Nonetheless, the metaverse concept is still alive and kicking. Many people continue, for example, to use Roblox as a medium not only for playing games but also for interacting with friends in virtual worlds – even if shares in the business have fallen more than 70% from their peak. More interestingly, your author encountered the term ‘industrial metaverse’ for the first time last week when on a business trip to Germany.
Metaverse has always been a nebulous concept at best. However, its relevance was framed to us in the following context. Consider that 80% of the global workforce do deskless jobs, implying 2.7bn de facto ‘frontline’ employees. Then take the increasing complexity of many roles (say, operating or maintaining machinery) combined with a scarcity of skilled workers, and the obvious conclusion should be that there is a higher need for efficiency. Think then of the concept of industrial metaverse as being a synonym for a holistic digitalisation of the shop floor embracing both machines and humans.
This proposition was put to us by TeamViewer, a ~€3bn business based close to Stuttgart. Readers may be familiar with the company since it sponsors both Manchester United and the Mercedes F1 team. Their IT department at work may also use some of the company’s products. TeamViewer’s Frontline product marries hardware and software to allow workers access to hands-free information and to view data in real-time, resulting in fewer task errors and higher performance. Use cases could include within logistics, manufacturing, maintenance, training and field service.

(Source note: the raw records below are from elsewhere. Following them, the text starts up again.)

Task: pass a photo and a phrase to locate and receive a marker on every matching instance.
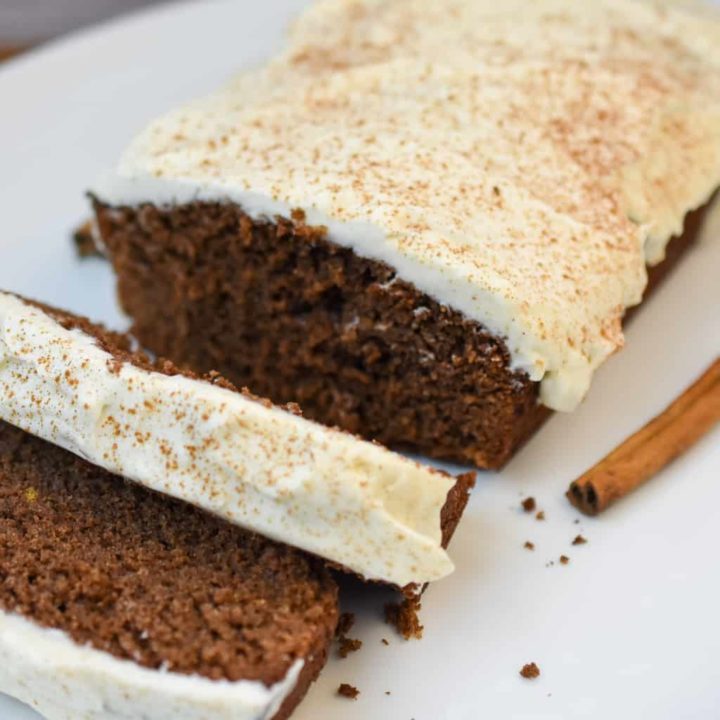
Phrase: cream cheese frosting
(518, 162)
(63, 680)
(254, 464)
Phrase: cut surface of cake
(117, 602)
(424, 222)
(263, 467)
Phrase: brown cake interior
(278, 308)
(150, 579)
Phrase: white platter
(629, 629)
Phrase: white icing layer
(65, 681)
(266, 469)
(518, 162)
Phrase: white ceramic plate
(628, 629)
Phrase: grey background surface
(27, 21)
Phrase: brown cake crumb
(348, 645)
(84, 242)
(348, 691)
(404, 617)
(347, 620)
(529, 504)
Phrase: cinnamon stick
(653, 447)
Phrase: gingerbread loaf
(117, 602)
(423, 221)
(262, 467)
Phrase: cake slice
(265, 468)
(423, 222)
(118, 603)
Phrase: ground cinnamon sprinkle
(348, 691)
(529, 504)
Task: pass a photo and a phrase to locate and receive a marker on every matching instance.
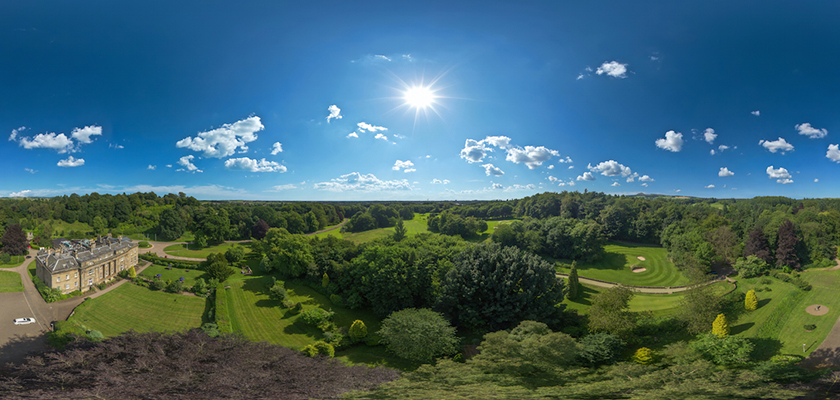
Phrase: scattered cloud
(355, 181)
(709, 135)
(813, 133)
(777, 145)
(186, 162)
(613, 69)
(833, 153)
(224, 141)
(672, 142)
(780, 174)
(71, 162)
(491, 169)
(405, 165)
(276, 148)
(335, 113)
(253, 165)
(725, 172)
(587, 176)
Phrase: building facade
(81, 263)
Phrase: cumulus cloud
(406, 165)
(186, 162)
(777, 145)
(253, 165)
(335, 113)
(587, 176)
(780, 174)
(709, 135)
(83, 134)
(490, 169)
(71, 162)
(276, 148)
(613, 68)
(225, 140)
(672, 142)
(833, 153)
(725, 172)
(355, 181)
(813, 133)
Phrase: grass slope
(131, 307)
(619, 257)
(10, 282)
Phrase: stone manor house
(79, 264)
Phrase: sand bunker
(817, 309)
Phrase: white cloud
(532, 156)
(276, 148)
(335, 112)
(71, 162)
(776, 145)
(613, 68)
(491, 169)
(587, 176)
(223, 141)
(709, 135)
(406, 165)
(672, 141)
(355, 181)
(780, 174)
(253, 165)
(833, 153)
(186, 162)
(59, 142)
(364, 126)
(813, 133)
(82, 135)
(22, 193)
(610, 168)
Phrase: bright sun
(419, 97)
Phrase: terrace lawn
(10, 282)
(182, 250)
(131, 307)
(619, 257)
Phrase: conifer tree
(751, 302)
(574, 284)
(720, 327)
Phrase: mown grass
(131, 307)
(182, 250)
(10, 282)
(615, 266)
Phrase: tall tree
(786, 250)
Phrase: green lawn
(778, 323)
(131, 307)
(10, 282)
(619, 257)
(181, 250)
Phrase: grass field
(182, 250)
(131, 307)
(10, 282)
(619, 257)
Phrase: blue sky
(307, 100)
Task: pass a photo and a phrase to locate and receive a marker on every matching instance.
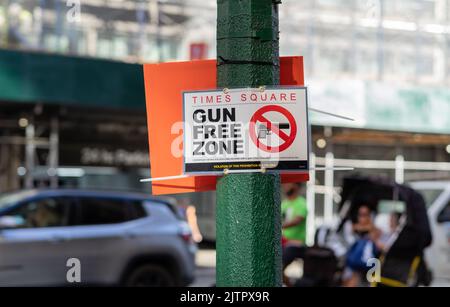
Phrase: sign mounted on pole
(246, 130)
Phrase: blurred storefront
(79, 120)
(71, 122)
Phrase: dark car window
(444, 215)
(47, 212)
(137, 210)
(98, 211)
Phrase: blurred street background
(72, 104)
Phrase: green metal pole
(248, 218)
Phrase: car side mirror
(11, 222)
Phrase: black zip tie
(225, 61)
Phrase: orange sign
(164, 84)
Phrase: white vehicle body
(437, 198)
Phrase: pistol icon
(263, 131)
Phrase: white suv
(118, 239)
(437, 198)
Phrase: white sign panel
(246, 129)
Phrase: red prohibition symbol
(270, 127)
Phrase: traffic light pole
(248, 239)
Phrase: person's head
(394, 220)
(364, 214)
(291, 190)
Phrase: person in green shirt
(294, 214)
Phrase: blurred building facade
(385, 63)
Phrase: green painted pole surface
(248, 205)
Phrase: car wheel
(150, 276)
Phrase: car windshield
(9, 199)
(430, 195)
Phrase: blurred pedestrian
(363, 249)
(294, 214)
(190, 214)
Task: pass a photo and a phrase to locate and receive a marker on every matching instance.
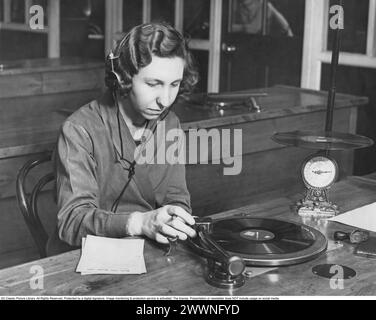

Your author even got a chance see how the technology works. Sporting a pair of Microsoft Hololens augmented reality goggles, I was able to notionally repair a coffee machine without the need to call out an engineer. TeamViewer’s proprietary software allows the user (i.e., me) to see on their augmented reality goggles exactly what a remote technician would be seeing on a computer screen – in this case, the inside of a coffee machine. Within the interface of the goggles, prompt boxes come up, guiding the user how to repair it. The hardware was better than recalled – lighter to wear with almost no sense of motion sickness – and the software highly intuitive. TeamViewer cited real world case studies where blue-chip companies had achieved markedly higher picking speeds (in warehouses) or faster onboarding times of new employees using the Frontline product. While still early days, the metaverse may finally be getting a second life.
8 August 2023
The above does not constitute investment advice and is the sole opinion of the author at the time of publication. Heptagon Capital is an investor in TeamViewer. The author of this piece has no personal direct investment in the business. Past performance is no guide to future performance and the value of investments and income from them can fall as well as rise.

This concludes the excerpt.